I had to buy everything – I didn’t have the flour or the baking soda, or the eggs or the butter or the brown sugar. I might not even have had the white sugar. I know I didn’t have the vanilla. That was a killer in price the first time. I was thinking that all of a sudden that $3.50 a bag is looking pretty cheap right now. I got everything home and pretty much followed the recipe as written. While this first batch didn’t look that great, it certainly tasted great. Enough to say good bye to bags o’ cookies.

Then all of a sudden things started showing up in the kitchen. Like better half-sheet pans. Then a better hand mixer (which I ended up killing.) Then specialized cookie scoops. First the small one, then large, then the medium one to round out the set. Then a digital kitchen scale (used for gram weights, of course). Then silicone mats for the sheet pans. Cooling racks. Self-compiled spreadsheet with US volume to metric weight conversions for flour, sugars, cocoa, and other ingredients. Then, finally, the Beast, the shortened form of the Cookie Beast. I just found (and ordered) some neat flame decals for it.

Long ago, the cost of the cookies was no longer in the food budget, but in the hobby budget. I just hadn’t realized it.

I don’t make cookies every day, or even every week. But I know that I can. I always have all the ingredients on hand. In fact, I have the proper sugar mix and the dry ingredients in separate containers with the gram weights required for half – and full batches on labels. It’s very nice to know that I could make them anytime I wanted.

I have since branched out to other baked goods, especially brownies, where I end up spending way too much on cocoa. Am I a strange, boring fellow? You decide. But the cookies are good.


Tech at night means I’m not sleeping anytime soon

I don’t know if this is a tech thing or an ADD thing, or just I’m plain old nuts. Any of the three are equally possible.

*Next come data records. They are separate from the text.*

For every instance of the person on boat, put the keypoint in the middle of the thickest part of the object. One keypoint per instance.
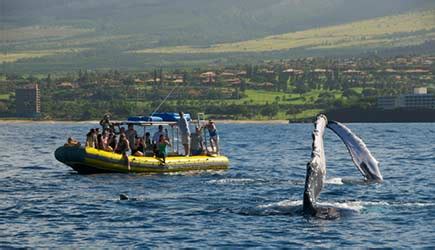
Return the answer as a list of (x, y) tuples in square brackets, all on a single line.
[(156, 136), (111, 141), (214, 138), (147, 141), (123, 147), (162, 148), (197, 142), (90, 142), (71, 142), (105, 141), (183, 124), (105, 122), (97, 132), (131, 136), (140, 147)]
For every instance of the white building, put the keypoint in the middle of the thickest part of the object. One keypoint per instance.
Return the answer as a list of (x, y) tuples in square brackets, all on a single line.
[(419, 99)]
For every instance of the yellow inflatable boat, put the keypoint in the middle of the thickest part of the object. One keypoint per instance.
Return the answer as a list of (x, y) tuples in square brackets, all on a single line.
[(87, 160)]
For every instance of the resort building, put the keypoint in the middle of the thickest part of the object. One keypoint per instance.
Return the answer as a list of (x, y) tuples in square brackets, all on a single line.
[(419, 99), (28, 101)]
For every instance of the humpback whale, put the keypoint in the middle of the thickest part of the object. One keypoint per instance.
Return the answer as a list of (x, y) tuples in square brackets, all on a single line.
[(316, 167)]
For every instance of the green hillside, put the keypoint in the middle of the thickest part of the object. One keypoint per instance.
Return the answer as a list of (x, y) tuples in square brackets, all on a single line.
[(392, 31), (51, 35)]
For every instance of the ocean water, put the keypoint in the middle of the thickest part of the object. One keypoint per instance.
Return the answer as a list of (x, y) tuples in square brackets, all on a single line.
[(256, 203)]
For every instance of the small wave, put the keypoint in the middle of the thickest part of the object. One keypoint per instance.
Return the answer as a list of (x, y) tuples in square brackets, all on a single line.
[(286, 207), (356, 206), (334, 181), (233, 181)]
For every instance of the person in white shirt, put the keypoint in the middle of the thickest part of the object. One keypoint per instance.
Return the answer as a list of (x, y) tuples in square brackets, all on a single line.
[(185, 133)]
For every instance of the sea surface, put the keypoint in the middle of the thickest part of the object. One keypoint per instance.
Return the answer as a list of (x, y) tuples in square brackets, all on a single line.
[(256, 203)]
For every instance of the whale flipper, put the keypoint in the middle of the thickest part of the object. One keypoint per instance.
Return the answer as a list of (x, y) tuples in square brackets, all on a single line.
[(361, 156), (316, 167)]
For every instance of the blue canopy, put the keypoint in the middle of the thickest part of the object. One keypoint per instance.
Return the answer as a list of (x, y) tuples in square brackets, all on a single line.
[(171, 117)]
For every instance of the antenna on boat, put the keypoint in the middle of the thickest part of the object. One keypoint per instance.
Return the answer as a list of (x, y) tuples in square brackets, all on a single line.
[(164, 100)]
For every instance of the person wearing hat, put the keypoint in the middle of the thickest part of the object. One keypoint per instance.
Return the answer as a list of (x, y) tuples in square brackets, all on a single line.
[(105, 122), (185, 133), (214, 137)]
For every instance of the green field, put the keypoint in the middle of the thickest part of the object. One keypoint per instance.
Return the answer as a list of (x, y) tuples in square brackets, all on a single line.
[(392, 31), (4, 97)]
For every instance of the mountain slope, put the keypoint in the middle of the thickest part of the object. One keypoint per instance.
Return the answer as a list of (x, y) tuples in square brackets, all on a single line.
[(392, 31)]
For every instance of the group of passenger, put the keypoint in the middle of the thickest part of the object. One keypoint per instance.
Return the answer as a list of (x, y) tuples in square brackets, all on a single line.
[(124, 141)]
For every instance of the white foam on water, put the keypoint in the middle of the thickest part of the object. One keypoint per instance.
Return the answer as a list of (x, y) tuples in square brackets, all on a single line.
[(356, 206), (334, 181), (232, 181), (284, 203)]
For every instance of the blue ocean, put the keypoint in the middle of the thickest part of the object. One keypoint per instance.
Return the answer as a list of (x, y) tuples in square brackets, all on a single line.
[(256, 203)]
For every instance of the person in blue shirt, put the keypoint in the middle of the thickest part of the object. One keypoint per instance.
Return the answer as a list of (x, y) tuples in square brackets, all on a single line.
[(183, 125), (214, 137)]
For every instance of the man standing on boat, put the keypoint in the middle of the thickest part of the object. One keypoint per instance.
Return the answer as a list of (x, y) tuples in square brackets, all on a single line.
[(185, 133)]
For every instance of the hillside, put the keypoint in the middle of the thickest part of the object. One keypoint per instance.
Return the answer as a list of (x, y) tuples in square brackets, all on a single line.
[(393, 31), (47, 35)]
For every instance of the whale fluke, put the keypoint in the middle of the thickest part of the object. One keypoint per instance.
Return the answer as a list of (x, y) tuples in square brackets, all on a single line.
[(361, 156)]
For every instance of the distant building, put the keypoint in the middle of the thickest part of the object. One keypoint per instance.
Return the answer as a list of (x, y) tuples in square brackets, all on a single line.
[(387, 102), (419, 99), (28, 101)]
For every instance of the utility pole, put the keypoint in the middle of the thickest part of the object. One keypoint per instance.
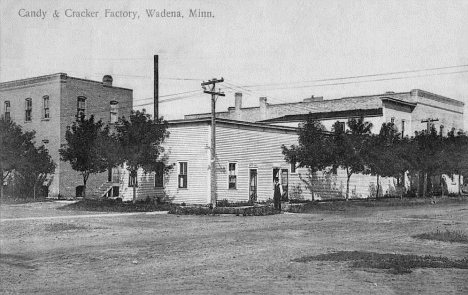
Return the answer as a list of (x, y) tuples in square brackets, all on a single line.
[(156, 88), (428, 121), (214, 95)]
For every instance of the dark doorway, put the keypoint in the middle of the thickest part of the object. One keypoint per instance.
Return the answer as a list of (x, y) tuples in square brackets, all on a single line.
[(252, 185)]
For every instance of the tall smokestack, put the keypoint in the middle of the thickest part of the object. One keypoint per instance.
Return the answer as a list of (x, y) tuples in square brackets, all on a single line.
[(156, 87)]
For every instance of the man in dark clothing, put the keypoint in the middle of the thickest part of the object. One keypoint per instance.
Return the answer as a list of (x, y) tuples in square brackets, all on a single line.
[(278, 192)]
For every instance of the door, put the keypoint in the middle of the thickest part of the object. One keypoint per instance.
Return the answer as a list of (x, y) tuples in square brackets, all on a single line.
[(282, 176), (252, 185)]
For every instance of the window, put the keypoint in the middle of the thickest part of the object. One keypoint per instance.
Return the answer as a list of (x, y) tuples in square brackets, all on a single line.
[(341, 126), (114, 113), (293, 166), (402, 128), (7, 111), (80, 107), (45, 143), (133, 181), (28, 109), (232, 178), (45, 100), (182, 174), (159, 175)]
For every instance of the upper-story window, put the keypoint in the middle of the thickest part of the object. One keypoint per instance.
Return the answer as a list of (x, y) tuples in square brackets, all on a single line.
[(402, 128), (80, 106), (6, 112), (114, 112), (28, 109), (45, 106)]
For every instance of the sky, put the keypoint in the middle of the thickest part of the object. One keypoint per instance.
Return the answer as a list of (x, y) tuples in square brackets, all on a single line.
[(283, 50)]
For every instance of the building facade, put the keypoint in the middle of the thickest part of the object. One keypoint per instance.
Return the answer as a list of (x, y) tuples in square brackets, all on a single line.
[(49, 104), (409, 111), (248, 157)]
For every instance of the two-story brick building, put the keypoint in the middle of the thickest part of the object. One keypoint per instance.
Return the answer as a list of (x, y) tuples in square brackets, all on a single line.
[(48, 104)]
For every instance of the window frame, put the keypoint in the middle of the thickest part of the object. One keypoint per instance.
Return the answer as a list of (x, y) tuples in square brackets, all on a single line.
[(45, 107), (403, 123), (114, 110), (234, 176), (7, 110), (159, 175), (28, 109), (130, 179), (293, 167), (81, 108), (182, 175)]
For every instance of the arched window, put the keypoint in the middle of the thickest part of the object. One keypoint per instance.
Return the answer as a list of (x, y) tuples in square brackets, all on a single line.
[(45, 112), (6, 111), (80, 107), (28, 109)]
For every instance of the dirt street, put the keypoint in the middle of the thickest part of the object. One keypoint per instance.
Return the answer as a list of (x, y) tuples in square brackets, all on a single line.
[(167, 254)]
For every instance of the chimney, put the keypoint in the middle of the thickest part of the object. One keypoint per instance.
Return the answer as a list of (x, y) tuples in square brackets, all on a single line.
[(313, 98), (263, 108), (238, 96), (107, 80)]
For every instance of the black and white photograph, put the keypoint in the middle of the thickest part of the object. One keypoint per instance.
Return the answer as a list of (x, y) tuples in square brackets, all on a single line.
[(234, 147)]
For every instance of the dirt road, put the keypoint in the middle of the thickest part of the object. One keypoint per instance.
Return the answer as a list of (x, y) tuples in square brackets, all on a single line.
[(167, 254)]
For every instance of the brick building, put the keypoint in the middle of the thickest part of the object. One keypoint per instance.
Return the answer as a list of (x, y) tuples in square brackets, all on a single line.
[(48, 104), (408, 110)]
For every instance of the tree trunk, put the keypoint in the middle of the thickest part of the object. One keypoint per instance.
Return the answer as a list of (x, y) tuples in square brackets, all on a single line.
[(459, 184), (347, 183), (424, 184), (378, 187), (134, 189), (1, 184), (84, 189)]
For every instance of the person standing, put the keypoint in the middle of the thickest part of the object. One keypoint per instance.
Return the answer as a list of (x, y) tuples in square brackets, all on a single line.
[(278, 192)]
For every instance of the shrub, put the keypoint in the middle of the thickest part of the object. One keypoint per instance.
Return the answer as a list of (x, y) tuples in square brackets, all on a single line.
[(445, 236)]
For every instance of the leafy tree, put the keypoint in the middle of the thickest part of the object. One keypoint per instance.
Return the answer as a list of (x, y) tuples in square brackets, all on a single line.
[(38, 164), (387, 154), (140, 140), (429, 156), (313, 150), (12, 148), (90, 148), (19, 155), (350, 149), (455, 155)]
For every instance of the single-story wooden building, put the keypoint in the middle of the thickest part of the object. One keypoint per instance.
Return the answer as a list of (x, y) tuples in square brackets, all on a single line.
[(248, 157)]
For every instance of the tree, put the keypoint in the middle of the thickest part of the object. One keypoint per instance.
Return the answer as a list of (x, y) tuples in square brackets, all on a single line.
[(38, 164), (312, 151), (387, 155), (19, 155), (350, 149), (140, 140), (429, 158), (12, 148), (90, 148)]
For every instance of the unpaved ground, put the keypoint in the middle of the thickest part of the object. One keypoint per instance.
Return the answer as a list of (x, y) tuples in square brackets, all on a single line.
[(167, 254)]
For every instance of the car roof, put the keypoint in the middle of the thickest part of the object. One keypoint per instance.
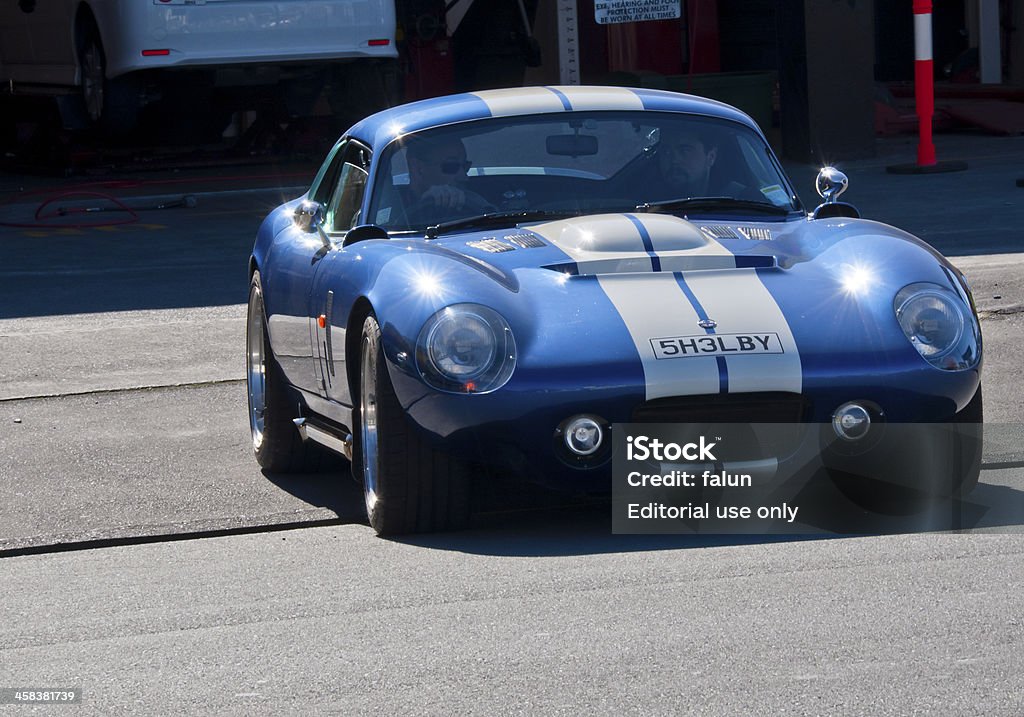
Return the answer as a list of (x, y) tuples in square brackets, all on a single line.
[(377, 130)]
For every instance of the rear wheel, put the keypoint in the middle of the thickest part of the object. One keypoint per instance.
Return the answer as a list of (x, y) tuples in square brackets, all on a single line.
[(276, 443), (409, 486)]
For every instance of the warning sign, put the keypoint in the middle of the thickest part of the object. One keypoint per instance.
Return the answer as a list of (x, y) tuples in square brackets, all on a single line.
[(611, 11)]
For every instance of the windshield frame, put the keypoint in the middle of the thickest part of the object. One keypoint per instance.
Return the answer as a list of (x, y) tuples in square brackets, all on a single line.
[(478, 126)]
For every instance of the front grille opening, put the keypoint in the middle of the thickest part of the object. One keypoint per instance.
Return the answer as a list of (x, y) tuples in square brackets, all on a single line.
[(775, 407)]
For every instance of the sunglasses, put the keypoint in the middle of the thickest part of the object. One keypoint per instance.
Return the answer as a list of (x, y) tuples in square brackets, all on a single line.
[(455, 166)]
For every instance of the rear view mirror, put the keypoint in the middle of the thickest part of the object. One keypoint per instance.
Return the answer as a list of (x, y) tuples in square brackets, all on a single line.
[(571, 144)]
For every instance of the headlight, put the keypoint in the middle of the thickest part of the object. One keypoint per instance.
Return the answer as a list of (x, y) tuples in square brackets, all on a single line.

I can’t do any technical reading or programming or anything like that after 7:00pm. If I do, I will not sleep very much at all. I’ll end up dreaming in Perl or C++ or, worse yet, in something like SMTP, if I am playing with a mail server.

It’s a horrible thing. I have to make sure that I watch 2 – 3 hours of television (the more mundane the better) after doing anything with computers at night. I just can’t shut it off in my brain.

This sounds like a funny thing, but just wait until you have your first dream about regular expressions or how you messed up your company’s file and how you are going to lose every piece of mail ever sent – even when you don’t use sendmail as your main mail server.

I am apparently not the only one like this. While I haven’t had this exact dream, I have had this dream’s cousin. This is why some programmers just stay up all night to program. They’re not going to sleep well anyway, so they might as well accomplish something.